We Need AI Safewords

Standard commands confirming an AI’s presence is a common sense starting point for AI controls

The effectiveness of Large Language Models has spurred an AI renaissance. We’re awash in models capable of generating images from mere phrases and chatbots capable of holding confident, emotional conversations. The noise of crypto subsided just as this generation of deep learning models refigured technology conversations seemingly overnight, posing BIG questions that seemed years away only months ago.

People who hadn’t been following AI were whiplashed by the performance of ChatGPT, Stable Diffusion, and others. They asked questions about copyright law, the exploitation of training data, and wondered about labor regulations and worker rights if AI renders entire jobs obsolete. Others, who’ve been swimming in AI for years, set their sights far beyond these concerns and began to prepare for true artificial intelligence, or AGI.

The wide range of applications these models seem to address has boggled our minds and diluted our conversations. Only now do we seem to be stepping back and gathering our senses. We’re seeing these models have limits and flaws. We’re starting to see that they’re not gods or monsters. Just organized bundles of statistics beyond the scale of human comprehension.

In this moment I’d like to ignore the big picture questions and argue for something relatively mundane: safewords.

I believe fraudulent misuse of models poses an immediate risk. The ability of interactive models to generate voices, videos, and text capable of impersonating humans will become a powerful tool for social engineering at scale. The most common scams already focus their attention on those unfamiliar with technology (especially seniors) to manipulate access to bank and e-commerce accounts. These tactics are so effective, large market ecosystems have emerged to execute them at scale, powered by human trafficking. This slavery is both what enables these scams and limits them, as the scam itself is dependent on canny humans manipulating marks one by one. New AI threatens to remove this limitation, scaling the scams beyond what even slavery allows and potentially leading to a diverse array of smaller-money tactics which previously hadn’t been worth the time.

The threat of AGI is a far-off dream. LLM-powered fraud is kicking off now.

A relatively quick regulatory action we can take is requiring government-approved safewords to be built into AI models. These safewords, when input into an AI-powered interface, would confirm to users they are interacting with an AI and provide basic metadata detailing the given model.

I haven’t thought through all the details, but it’s worth sketching this out in hopes of kickstarting the conversation.
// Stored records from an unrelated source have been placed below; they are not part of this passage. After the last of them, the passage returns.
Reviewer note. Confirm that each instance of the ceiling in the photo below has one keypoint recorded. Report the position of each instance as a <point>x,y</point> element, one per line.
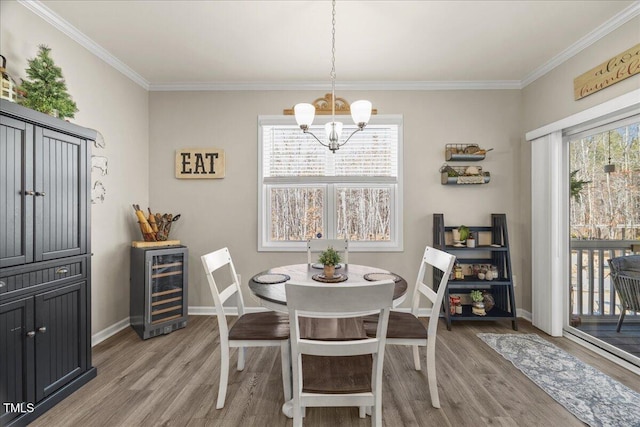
<point>165,45</point>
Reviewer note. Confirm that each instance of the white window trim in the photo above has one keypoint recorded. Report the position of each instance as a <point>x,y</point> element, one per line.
<point>394,245</point>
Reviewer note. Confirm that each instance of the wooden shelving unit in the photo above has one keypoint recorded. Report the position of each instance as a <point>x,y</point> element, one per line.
<point>496,253</point>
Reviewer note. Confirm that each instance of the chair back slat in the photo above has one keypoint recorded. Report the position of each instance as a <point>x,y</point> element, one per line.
<point>338,348</point>
<point>442,261</point>
<point>337,300</point>
<point>215,261</point>
<point>318,245</point>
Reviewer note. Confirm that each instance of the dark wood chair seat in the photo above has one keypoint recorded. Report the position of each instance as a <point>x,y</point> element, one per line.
<point>401,325</point>
<point>261,326</point>
<point>336,375</point>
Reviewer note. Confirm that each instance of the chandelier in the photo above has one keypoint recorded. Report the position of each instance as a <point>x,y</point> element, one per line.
<point>360,110</point>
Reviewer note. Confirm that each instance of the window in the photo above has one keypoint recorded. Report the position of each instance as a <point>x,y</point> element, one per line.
<point>307,191</point>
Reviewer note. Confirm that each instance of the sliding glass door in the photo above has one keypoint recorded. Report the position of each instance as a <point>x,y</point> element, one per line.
<point>604,222</point>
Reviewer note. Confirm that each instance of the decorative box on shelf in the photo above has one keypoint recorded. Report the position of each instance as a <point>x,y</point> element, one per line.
<point>463,175</point>
<point>464,152</point>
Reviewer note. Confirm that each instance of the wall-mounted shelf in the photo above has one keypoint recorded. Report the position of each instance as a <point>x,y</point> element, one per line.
<point>461,175</point>
<point>464,153</point>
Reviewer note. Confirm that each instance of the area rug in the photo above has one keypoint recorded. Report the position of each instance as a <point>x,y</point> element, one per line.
<point>590,395</point>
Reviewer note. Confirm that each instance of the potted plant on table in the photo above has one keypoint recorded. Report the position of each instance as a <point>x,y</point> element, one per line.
<point>329,259</point>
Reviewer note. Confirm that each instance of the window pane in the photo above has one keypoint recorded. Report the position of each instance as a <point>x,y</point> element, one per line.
<point>364,213</point>
<point>296,213</point>
<point>606,206</point>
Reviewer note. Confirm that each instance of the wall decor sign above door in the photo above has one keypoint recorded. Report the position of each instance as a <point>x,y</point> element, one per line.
<point>610,72</point>
<point>200,163</point>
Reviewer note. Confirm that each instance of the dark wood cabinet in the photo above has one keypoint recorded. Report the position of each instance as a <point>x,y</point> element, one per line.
<point>45,262</point>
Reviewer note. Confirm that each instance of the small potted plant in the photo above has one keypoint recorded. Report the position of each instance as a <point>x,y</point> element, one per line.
<point>329,259</point>
<point>463,230</point>
<point>478,302</point>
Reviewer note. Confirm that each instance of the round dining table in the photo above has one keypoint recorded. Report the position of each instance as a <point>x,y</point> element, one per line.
<point>269,286</point>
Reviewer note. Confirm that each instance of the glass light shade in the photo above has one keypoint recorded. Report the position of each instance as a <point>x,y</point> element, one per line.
<point>361,111</point>
<point>328,129</point>
<point>304,114</point>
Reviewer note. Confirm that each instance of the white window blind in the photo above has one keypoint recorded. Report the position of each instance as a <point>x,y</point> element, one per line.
<point>370,153</point>
<point>307,191</point>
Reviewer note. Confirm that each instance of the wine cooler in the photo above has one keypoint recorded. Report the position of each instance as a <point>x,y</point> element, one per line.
<point>158,303</point>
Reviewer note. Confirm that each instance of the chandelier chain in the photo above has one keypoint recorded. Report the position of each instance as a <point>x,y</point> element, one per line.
<point>333,62</point>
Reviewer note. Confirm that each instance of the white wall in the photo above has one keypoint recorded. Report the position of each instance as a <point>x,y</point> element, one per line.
<point>217,213</point>
<point>118,109</point>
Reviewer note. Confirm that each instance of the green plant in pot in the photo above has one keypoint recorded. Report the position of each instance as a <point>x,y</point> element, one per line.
<point>477,298</point>
<point>464,233</point>
<point>329,258</point>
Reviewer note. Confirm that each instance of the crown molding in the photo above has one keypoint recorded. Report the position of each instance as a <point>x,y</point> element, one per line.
<point>372,85</point>
<point>72,32</point>
<point>617,21</point>
<point>55,20</point>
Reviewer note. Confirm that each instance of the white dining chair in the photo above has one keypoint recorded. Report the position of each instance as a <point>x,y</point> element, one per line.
<point>406,329</point>
<point>315,246</point>
<point>262,329</point>
<point>340,371</point>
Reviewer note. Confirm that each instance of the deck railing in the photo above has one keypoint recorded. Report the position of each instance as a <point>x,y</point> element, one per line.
<point>592,291</point>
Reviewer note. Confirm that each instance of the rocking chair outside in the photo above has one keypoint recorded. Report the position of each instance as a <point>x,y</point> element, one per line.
<point>625,272</point>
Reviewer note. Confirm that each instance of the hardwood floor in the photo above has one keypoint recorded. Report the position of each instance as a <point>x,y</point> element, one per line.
<point>172,380</point>
<point>628,339</point>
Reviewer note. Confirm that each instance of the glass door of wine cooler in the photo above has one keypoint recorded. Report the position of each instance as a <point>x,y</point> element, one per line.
<point>158,299</point>
<point>166,299</point>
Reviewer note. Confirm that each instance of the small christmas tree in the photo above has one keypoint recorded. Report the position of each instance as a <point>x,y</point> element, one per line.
<point>46,91</point>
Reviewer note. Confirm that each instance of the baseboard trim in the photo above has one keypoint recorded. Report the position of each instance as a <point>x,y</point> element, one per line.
<point>110,331</point>
<point>526,315</point>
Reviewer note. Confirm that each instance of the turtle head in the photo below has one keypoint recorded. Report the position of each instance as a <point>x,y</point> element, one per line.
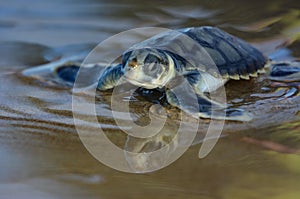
<point>148,68</point>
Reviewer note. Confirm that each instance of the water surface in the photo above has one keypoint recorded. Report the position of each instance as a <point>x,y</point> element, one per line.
<point>41,153</point>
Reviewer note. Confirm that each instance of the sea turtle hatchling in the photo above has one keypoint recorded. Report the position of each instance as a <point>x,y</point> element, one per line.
<point>156,62</point>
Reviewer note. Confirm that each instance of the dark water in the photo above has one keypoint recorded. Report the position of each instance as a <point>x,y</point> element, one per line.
<point>41,155</point>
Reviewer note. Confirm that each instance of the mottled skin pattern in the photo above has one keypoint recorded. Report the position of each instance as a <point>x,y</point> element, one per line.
<point>196,54</point>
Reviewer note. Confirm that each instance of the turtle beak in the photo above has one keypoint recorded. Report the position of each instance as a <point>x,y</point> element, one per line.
<point>132,63</point>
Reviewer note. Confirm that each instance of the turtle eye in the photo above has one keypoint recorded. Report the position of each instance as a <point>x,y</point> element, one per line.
<point>132,63</point>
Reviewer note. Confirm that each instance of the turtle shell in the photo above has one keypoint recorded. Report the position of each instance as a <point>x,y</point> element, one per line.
<point>229,56</point>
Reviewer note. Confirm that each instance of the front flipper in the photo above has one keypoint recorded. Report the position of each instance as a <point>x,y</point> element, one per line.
<point>205,108</point>
<point>110,77</point>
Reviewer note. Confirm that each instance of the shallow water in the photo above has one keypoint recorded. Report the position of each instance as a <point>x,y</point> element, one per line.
<point>42,155</point>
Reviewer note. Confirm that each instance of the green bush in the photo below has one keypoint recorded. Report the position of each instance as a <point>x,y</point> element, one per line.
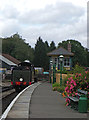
<point>61,89</point>
<point>64,71</point>
<point>57,87</point>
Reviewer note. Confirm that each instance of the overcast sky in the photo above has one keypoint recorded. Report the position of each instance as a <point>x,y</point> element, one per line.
<point>53,20</point>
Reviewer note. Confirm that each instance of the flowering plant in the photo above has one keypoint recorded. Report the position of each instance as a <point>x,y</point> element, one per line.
<point>78,81</point>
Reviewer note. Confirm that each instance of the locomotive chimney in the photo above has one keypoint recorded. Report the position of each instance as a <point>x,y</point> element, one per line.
<point>69,46</point>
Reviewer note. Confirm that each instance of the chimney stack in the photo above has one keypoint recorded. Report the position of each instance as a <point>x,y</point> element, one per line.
<point>69,46</point>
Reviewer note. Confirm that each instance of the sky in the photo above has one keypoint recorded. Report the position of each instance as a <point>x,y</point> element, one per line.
<point>53,20</point>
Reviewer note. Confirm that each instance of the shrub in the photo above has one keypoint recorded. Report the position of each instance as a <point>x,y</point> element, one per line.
<point>78,81</point>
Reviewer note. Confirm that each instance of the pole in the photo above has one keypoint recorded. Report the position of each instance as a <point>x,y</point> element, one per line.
<point>61,73</point>
<point>54,76</point>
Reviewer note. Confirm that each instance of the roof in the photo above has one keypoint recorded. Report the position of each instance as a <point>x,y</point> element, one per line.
<point>60,51</point>
<point>9,59</point>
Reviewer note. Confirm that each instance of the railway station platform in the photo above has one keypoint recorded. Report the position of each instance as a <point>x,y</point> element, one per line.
<point>46,103</point>
<point>39,101</point>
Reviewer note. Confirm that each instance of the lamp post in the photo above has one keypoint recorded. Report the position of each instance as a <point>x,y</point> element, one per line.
<point>51,62</point>
<point>61,62</point>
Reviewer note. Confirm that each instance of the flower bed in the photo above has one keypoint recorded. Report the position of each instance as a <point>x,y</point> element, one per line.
<point>78,81</point>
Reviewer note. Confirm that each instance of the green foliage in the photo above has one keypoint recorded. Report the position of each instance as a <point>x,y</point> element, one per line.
<point>52,46</point>
<point>57,87</point>
<point>61,89</point>
<point>78,69</point>
<point>80,53</point>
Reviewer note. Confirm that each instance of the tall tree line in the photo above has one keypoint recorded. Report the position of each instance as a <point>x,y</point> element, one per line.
<point>18,48</point>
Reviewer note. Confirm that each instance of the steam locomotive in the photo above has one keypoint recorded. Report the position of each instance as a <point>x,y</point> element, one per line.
<point>23,75</point>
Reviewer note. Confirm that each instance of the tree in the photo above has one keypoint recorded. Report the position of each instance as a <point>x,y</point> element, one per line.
<point>80,54</point>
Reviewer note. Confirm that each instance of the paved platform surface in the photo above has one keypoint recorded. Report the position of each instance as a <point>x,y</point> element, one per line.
<point>21,106</point>
<point>46,103</point>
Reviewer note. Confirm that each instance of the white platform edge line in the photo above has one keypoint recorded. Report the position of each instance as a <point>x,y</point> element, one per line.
<point>4,115</point>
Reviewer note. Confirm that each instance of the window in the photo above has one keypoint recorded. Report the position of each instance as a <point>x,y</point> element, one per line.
<point>66,62</point>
Adding safewords to base models – the largest, foundational models which are tuned into custom applications (GPT is one such base model) – is an effective mechanism for adding regulation without hindering the ecosystem at large. Large base models require significant resources to build, limiting the number of parties able to develop them. Safewords added as custom rules to these models will not hinder their effectiveness for all non-fraudulent use cases.

There is history and comparables here: AI safewords are akin to WHOIS and other ICANN mechanisms for website accountability and transparency. Optional standards, like robots.txt, also define ways forward and models for implementation.

Requiring AI-powered interfaces and models to respond appropriately to approved safewords will not eliminate fraudulent behaviors by bad actors. But it lays the groundwork for enforcement mechanisms that governments can use to police bad actors and reduce the ease with which actors can leverage the largest, most effective models for illicit actions. Further, such requirements and enforcement should not hinder AI innovation. So long as a model complies with safeword requirements, leeway is granted.

Finally, AI safewords provide a tangible escape hatch for users to utilize when AI models start to cross emotional lines. We humans are hardwired to engage in anthropomorphism, seeing the mark of intelligence where only hyper-scale cut-and-paste exists. By building in standard mechanisms for confirming the a model’s inhumanity, we allow users to ground themselves on occasion.